Моня Панькин

...

Я был на Дне Рожденьи у Скульптора,
где услыхал и эту историюот человека,
имени которого, увы, не знаю.


Моня Панькин

За годы эмиграции, – безработности, случайных чёрных заработков, бесцельного прозябания в броунарии в форме сытого отброса, бессмысленного созерцания разного рода каталогов, – Монин словарный запас родного языка улетучился, выветрился как одуванчик осенью, осталось небольшое количество слов, сотня, плюс-минус, для общения с таким же неудалюгой, при котором интонация и ключевое ругательство необходимые и достаточные условия, чтоб глубоко вникнуть в душевное состоянние собеседника и отобразить в нём своё. Если слов не хватало, что бы понятно выразить мысль – приходило на помощь согласное молчание.
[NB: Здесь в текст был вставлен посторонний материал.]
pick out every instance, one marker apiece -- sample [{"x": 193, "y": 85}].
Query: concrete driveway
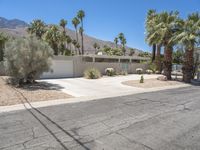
[
  {"x": 98, "y": 88},
  {"x": 164, "y": 120}
]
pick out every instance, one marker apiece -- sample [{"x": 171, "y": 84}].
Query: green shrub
[
  {"x": 153, "y": 67},
  {"x": 139, "y": 70},
  {"x": 92, "y": 73},
  {"x": 26, "y": 59},
  {"x": 124, "y": 73},
  {"x": 149, "y": 71},
  {"x": 110, "y": 72},
  {"x": 141, "y": 79}
]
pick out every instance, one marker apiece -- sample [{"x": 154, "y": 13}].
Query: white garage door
[{"x": 60, "y": 69}]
Как обычно в хорошую погоду, вечером в пятницу, чтоб уютно скоротать несколько часов скуки-докуки, собралась небольшая мужская бригада пожилых переселенцев в скверике, что за городской больницей, в месте, официально разрешённом для такого рода времяпровождения.
Распили несколько бутылок водки, отполировали пивом, но так как всё принималось под мясо, тут же сготовленное на мангалах, то и выглядело к концу вечеринки всё вполне прилично, даже по-культурному: никто не вырубился под куст, не разблевался под себя или на товарища, более того, к «закрытию вечера», уже почти в темноте, совместными силами полянка была убрана, то есть приведена в божеский вид хоть, а мусор и отходы были сложены в мусорные пакеты.
Моня возвращался ночью с двумя полными мусорными пакетами. Он был хорошо пьян, но шёл твёрдо, глаза поблёскивали в ночи, он был удовлетворён вечером и прибитым насмерть временем, а так же тем, что ночевать будет дома в своей холостяцкой кровати, а не под кустом, что ещё не было ясно в начале вечеринки и по ходу, но стало совершенно определённо теперь.
Дома ждала бутылка пива и постель, всё двигалось по плану.
Моня не приметил, как на малой скорости из-за угла одного из домов вырулила патрульная машина, а приметив её и убедившись в мигалках, хоть и «спящих», и поймав боковым зрением всю машину, он, вдруг, как был с пакетами в руках резко сиганул в придорожные кусты. Зачем он это сделал – он и сам себе не смог бы объяснить. Сидя в кустах, он лишь оправдательно пробормотал: «Затмение, что ли? Ну и от вас, сук, на всякий случай лучше подальше быть... От вас подальше – к жизни поближе!»
Полицейская машина никак не отреагировала на промелькнувшего в кусты человека и проехала, и скрылась, повернув так, как повернула дорога.
Моня вылез из кустов, отряхнулся, стал на дорогу, сжал крепче пакеты и продолжил путь. Он прошёл ещё метров сто и вдруг дверки машины, мимо которой он шёл, распахнулись и из неё вылезли двое полицейских. Они вежливо остановили Моню, представились и поинтересовались документами.
Сначала Моня заволновался, суетно растерялся, позабыл все те слова чужой ему речи, что имел в запасе, да и своя речь потерялась, только мычалось, мыкалось что-то... Ему было противно, что он, человек с высшим образованием, воняющий перегаром за три версты, должен отчитываться перед людьми в форме, которым чем-то не показался, и которые ждут от него объяснений. Полицейские терпеливо ждали. Моня в конце концов вспомнил пару слов и даже сумел объясниться, почему документы не при нём...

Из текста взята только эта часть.